También he visto a Neruda, a la Storni, al Alejandro Dumas, en fin, a cientos de poetas y escritores que he admirado.
La leyenda dice que si uno admira a algún escritor, este se nos cruzará en nuestro camino e incluso, además de verlo, podremos conversar con él. No espero que me crean y si lo quieren intentar, no tienen más que venir al Bosque, pero con la condición de tener el corazón puro.
Mi casa está un poco alejada del pueblo y hasta los que conocen la región, han tenido, hasta ahora, dificultades en encontrar mi quinta.
Pero quien nos venga a visitar ahora, nos puede encontrar más fácilmente: tenemos junto al portoncillo del jardín una placa con mi nombre en letras blancas sobre fondo negro, que se notan a la distancia, y que se ven también de noche cuando la luz de la luna, cae sobre la verja.
Antes de instalarnos en la casa no poseíamos escudo alguno. Vivíamos sin nombre, como las altaneras casas de allá abajo, junto al lago, que rechazan todo escudo y se pasan la existencia sin ellos. En cambio poseíamos un buzón, simpático compañero de hojalata, con su ancha boca siempre abierta.

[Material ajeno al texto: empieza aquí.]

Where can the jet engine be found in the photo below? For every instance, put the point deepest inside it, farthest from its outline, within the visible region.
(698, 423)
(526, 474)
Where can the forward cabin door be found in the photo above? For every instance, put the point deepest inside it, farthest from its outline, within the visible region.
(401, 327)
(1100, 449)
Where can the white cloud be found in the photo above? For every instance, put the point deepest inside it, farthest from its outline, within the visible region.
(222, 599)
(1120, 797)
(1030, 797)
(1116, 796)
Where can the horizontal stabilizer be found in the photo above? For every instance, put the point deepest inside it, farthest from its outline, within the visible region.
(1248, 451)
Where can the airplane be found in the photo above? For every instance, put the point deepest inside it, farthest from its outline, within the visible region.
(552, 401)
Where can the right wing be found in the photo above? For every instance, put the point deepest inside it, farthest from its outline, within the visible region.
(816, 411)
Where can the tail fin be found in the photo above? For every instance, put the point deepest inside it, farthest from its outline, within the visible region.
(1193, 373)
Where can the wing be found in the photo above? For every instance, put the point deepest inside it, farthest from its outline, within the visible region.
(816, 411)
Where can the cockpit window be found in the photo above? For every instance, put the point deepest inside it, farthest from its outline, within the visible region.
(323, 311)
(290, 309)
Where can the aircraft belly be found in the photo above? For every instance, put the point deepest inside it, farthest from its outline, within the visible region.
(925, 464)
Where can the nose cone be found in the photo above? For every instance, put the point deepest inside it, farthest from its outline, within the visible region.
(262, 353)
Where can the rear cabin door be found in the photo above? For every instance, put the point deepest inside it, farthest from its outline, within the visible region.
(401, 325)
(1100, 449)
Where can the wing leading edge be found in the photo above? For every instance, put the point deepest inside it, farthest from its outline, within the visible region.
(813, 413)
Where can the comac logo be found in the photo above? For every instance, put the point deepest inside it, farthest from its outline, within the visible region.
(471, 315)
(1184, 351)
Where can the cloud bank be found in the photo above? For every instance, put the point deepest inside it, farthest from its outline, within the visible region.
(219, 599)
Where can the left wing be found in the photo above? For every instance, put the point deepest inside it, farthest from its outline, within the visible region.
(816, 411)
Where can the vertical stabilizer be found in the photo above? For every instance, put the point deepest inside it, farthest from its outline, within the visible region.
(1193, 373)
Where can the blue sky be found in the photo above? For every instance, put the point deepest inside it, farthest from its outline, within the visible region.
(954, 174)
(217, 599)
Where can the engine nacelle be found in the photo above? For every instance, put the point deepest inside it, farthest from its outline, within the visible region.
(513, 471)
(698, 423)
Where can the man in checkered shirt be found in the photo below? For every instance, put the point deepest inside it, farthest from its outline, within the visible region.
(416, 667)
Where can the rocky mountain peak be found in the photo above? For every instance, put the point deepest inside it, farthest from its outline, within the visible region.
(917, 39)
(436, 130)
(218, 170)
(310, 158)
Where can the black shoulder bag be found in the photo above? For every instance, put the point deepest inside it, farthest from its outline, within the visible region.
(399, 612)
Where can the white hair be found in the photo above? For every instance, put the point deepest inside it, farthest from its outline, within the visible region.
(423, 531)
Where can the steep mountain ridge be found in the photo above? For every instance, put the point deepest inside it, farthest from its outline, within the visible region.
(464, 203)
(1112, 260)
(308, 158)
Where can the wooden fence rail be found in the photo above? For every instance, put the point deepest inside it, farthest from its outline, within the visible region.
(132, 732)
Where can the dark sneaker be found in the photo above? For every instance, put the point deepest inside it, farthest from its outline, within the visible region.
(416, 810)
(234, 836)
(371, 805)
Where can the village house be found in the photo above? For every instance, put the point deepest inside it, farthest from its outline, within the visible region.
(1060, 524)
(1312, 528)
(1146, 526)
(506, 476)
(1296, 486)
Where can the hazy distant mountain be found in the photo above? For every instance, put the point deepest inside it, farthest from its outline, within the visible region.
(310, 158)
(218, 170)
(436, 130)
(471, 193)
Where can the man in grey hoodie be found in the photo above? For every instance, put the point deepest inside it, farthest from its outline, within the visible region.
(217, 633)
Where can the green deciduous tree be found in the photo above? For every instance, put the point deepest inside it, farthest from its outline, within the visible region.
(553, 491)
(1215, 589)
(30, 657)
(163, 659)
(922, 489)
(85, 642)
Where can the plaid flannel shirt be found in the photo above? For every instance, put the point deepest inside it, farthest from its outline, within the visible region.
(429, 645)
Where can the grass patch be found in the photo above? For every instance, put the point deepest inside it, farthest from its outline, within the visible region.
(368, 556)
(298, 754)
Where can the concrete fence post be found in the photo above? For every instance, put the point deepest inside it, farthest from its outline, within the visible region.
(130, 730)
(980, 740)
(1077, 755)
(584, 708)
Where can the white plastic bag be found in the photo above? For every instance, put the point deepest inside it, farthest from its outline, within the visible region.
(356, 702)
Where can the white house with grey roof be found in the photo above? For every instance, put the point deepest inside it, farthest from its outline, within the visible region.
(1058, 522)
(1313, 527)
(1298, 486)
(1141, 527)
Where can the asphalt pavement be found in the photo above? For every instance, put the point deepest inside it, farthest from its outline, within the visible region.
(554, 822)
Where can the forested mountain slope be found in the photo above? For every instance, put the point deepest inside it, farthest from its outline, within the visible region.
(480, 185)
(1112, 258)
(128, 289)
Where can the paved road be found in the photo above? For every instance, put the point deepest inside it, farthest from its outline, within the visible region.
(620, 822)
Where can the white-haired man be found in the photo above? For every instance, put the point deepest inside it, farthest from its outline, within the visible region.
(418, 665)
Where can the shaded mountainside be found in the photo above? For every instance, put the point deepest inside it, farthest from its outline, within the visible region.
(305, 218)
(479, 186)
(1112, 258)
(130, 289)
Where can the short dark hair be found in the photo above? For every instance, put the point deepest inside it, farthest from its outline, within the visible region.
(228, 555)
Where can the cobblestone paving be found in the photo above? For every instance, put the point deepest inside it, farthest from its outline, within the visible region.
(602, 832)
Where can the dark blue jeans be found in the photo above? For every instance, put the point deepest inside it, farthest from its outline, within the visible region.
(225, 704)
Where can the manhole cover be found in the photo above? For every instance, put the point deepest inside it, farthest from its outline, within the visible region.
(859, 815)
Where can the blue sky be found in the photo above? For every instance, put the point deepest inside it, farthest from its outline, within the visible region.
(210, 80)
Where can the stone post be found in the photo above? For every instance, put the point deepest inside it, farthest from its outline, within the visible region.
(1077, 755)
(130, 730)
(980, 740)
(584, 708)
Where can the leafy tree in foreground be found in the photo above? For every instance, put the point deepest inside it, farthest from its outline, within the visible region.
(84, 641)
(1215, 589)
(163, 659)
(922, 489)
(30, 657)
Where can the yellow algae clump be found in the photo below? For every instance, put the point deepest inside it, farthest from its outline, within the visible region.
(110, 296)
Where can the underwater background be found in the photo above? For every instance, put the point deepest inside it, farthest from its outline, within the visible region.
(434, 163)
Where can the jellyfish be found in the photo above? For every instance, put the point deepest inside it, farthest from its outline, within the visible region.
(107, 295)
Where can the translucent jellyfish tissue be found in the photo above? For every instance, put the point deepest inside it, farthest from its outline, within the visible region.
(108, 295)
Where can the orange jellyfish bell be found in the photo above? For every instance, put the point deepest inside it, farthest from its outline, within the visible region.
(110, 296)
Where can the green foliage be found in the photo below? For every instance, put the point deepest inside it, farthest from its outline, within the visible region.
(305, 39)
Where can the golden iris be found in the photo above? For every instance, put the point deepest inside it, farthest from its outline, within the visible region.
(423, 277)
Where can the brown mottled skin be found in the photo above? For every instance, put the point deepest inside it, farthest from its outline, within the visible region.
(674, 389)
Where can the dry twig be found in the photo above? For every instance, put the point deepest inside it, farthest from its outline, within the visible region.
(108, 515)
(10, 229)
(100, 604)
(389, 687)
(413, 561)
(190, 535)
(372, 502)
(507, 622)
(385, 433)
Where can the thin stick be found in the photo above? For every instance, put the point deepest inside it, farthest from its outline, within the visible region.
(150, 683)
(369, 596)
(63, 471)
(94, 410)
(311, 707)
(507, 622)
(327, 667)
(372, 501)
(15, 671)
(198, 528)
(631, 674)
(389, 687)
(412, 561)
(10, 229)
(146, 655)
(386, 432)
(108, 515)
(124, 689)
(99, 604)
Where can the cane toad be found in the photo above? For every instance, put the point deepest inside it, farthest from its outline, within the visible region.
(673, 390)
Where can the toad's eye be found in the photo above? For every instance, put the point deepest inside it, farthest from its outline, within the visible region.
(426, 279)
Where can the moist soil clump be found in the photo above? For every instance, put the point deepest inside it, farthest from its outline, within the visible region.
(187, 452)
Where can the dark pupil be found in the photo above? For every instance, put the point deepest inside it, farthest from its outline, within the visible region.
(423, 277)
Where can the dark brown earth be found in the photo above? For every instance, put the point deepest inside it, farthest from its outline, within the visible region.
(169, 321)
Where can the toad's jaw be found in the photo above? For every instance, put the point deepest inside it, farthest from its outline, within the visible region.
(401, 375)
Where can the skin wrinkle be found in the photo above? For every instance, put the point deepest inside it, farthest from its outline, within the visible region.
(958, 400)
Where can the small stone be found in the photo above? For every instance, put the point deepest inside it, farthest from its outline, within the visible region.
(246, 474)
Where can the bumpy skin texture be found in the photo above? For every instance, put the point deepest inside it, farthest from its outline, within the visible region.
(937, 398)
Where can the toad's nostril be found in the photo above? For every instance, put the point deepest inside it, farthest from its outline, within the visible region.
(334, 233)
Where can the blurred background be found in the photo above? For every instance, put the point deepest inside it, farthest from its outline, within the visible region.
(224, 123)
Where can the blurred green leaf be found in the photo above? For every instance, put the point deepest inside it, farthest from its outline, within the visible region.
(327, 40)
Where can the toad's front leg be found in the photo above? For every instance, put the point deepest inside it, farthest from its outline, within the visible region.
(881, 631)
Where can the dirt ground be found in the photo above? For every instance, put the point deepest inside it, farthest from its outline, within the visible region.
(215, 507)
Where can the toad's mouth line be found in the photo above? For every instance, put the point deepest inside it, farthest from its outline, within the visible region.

Como faltaba la llave, la portezuela permanecía abierta: se abría y se cerraba con el movimiento del portoncillo del jardín, y también el viento jugueteaba con él. Escuchábamos con agrado este son familiar.
En esta casa acogedora, habían anidado pájaros en el último verano: encontramos adentro un nido. Ahora las golondrinas están llegando y trayendo la primavera, desde las puntiagudas hojas de los pinos hasta los aleros del techo.
Por un tiempo las dejamos, pero luego limpiamos todo de esos huéspedes, inclusive el buzón y afirmamos con un cerrojo la puertecilla agitada. Algún día podría llegar correspondencia, pensamos.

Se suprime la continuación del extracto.